Windows 11

Modular YOLOv8 Optimization for Real-Time UAV Maritime Rescue

November 7, 2024

Introduction

The task of UAV-based maritime rescue object detection faces two significant challenges: accuracy and real-time performance. The YOLO series models, known for their streamlined and fast performance, offer promising solutions for this task. However, existing YOLO-based UAV maritime rescue object detection methods tend to prioritize high accuracy, often at the expense of real-time performance and ease of implementation and expansion.

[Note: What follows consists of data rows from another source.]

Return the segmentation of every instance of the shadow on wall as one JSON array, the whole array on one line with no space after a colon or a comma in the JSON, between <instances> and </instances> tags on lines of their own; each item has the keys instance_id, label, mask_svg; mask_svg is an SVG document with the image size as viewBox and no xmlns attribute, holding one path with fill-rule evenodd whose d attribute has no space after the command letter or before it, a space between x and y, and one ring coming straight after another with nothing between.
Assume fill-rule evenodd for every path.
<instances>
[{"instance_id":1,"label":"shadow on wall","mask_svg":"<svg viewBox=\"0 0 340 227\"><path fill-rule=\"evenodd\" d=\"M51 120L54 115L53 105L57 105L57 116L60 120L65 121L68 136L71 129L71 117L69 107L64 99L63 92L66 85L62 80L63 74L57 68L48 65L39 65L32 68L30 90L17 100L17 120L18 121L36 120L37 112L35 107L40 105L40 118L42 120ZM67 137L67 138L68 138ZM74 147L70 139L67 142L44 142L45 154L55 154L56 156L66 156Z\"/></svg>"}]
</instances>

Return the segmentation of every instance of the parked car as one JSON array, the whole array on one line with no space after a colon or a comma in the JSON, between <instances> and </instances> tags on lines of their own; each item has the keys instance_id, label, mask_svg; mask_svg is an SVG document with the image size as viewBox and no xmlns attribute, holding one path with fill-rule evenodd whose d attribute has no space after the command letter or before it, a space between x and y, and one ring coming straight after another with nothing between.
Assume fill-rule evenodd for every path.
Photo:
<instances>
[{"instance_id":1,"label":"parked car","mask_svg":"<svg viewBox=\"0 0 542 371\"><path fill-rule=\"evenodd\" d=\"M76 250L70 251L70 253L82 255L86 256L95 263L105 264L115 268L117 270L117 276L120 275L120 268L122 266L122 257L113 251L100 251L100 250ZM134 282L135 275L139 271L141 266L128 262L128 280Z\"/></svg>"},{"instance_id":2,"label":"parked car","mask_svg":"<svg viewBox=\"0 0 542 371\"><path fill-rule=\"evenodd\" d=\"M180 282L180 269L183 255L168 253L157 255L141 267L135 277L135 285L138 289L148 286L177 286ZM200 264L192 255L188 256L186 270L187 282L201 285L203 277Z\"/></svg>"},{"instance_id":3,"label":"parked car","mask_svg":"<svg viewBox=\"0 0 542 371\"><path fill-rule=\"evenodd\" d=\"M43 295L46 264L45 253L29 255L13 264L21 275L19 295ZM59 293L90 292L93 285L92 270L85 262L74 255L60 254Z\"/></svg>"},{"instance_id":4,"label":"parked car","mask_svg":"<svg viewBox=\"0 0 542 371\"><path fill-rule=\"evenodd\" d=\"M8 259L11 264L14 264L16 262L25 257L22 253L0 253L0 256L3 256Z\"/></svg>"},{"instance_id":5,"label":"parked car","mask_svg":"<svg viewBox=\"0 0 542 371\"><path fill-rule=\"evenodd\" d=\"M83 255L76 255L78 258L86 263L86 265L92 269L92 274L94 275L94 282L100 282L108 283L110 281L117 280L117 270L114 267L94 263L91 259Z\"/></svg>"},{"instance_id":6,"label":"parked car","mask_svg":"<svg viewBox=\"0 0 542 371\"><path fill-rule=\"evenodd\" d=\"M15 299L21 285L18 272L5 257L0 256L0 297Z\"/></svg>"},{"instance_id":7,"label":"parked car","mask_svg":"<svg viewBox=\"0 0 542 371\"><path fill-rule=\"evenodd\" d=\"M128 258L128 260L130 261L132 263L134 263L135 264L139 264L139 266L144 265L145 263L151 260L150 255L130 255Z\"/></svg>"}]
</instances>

This study proposes a modular plug-and-play optimization approach based on the YOLOv8 framework, aiming to enhance real-time performance while maintaining high accuracy for UAV maritime rescue object detection. The proposed optimization modules are flexible, easy to implement, and extendable. In experiments on the large-scale publicly available SeaDronesSee dataset, our method achieved a 13.53% improvement in accuracy over YOLOv8x while reducing computational cost by 85.63%. Additionally, it surpassed the detection speed of the SeaDronesSee official code’s two-stage detector by over 20 times, while maintaining comparable accuracy.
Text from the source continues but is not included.